Em paralelo, os governadores também cumpriram o seu papel no incremento dos cofres, como ao viabilizar privatizações. No Rio Grande do Sul, a venda de estatais de gás e energia elétrica deve render pelo menos 4,5 bilhões de reais ao estado. Eduardo Leite já anunciou que 1,3 bilhão será usado em um pacote de obras viárias até dezembro de 2022. No Rio, o governador Cláudio Castro (PL), efetivado após o impeachment de Wilson Witzel, tenta superar o desconhecimento da população turbinado pela venda da Cedae (companhia de abastecimento de água), que rendeu 22 bilhões de reais aos cofres fluminenses. Agora, cumpre uma agenda digna de campanha eleitoral. Anunciou um plano para investir 17 bilhões de reais nos próximos três anos em projetos concebidos na medida para aparecer na propaganda eleitoral: construção de casas, salas de aula, unidades de saúde ou obras de mobilidade. Desde janeiro, participa de uma média de duas inaugurações por mês, além de celebrar convênios com prefeituras — seu estafe contabiliza o apoio de pelo menos setenta prefeitos (o estado tem 92). Em Minas Gerais, Romeu Zema (Novo) ainda patina para equilibrar as contas, mas terá um reforço providencial: 11 bilhões de reais pagos pela mineradora Vale em um acordo pelos danos causados em Brumadinho em 2019. O dinheiro vai financiar a manutenção de estradas, a implantação do rodoanel metropolitano e a conclusão de hospitais regionais. “Nós pegamos um estado estruturalmente deficitário, mas conseguimos quitar salários que eram pagos atrasados fazia cinco anos e meio”, afirma o secretário da Fazenda, Gustavo Barbosa.
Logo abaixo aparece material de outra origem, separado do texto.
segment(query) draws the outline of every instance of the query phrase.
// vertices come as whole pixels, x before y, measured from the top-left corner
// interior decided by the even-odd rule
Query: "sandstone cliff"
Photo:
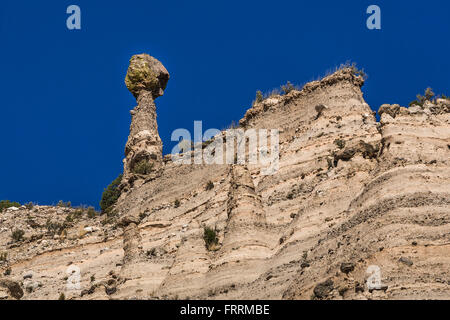
[[[76,209],[0,213],[0,299],[17,286],[22,299],[450,298],[449,100],[383,105],[377,122],[364,79],[342,68],[256,102],[240,121],[280,130],[275,174],[185,165],[161,154],[154,99],[168,72],[135,59],[129,74],[144,67],[127,76],[138,107],[116,216],[81,215],[52,234],[47,220],[63,224]],[[153,165],[133,172],[142,159]],[[205,227],[217,232],[213,248]],[[11,240],[14,228],[25,240]],[[66,287],[70,266],[78,291]]]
Principal opositor de Bolsonaro entre os governadores, João Doria tem outro motivo para se animar. Embora já tenha o trunfo nada desprezível da CoronaVac, o tucano lançará mão de um plano de grandes obras — a gestão espera 18 bilhões de reais apenas com concessões e privatizações, como a da Emae (empresa de águas e energia) —, a retomada da construção de linhas do metrô, de ao menos um trecho do Rodoanel Norte e obras viárias no interior. Para os próximos meses, a aposta é na retomada da economia, sobretudo com a flexibilização viabilizada pela vacinação de toda a população adulta com a primeira dose. Nas contas do secretário da Fazenda, Henrique Meirelles, a economia de São Paulo deve crescer entre 7% e 7,8% neste ano, enquanto a expectativa nacional é de 5%. “O reaquecimento foi puxado pelos setores de telecomunicações, tecnologia e transportes e, a partir do segundo trimestre, pelo setor de serviços. Mas em 2022 vai haver um avanço generalizado”, prevê.
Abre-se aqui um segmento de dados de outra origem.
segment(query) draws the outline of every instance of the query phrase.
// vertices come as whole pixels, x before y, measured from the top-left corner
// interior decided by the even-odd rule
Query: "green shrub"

Há quase 100 anos, em 1928, o presidente Washington Luís declarou que “governar é abrir estradas” e, com isso, cunhou a frase que se tornou símbolo de uma estratégia eleitoral predominante na história do país. Em 2022, outros fatores estarão na mesa, como a avaliação da atuação na pandemia e a situação econômica, mas é certo que os governadores terão bala na agulha para tocar uma campanha mais ostensiva, nos velhos moldes. O que se espera, claro, é que eles não transformem o ensaio da recuperação econômica em um show de irresponsabilidade fiscal.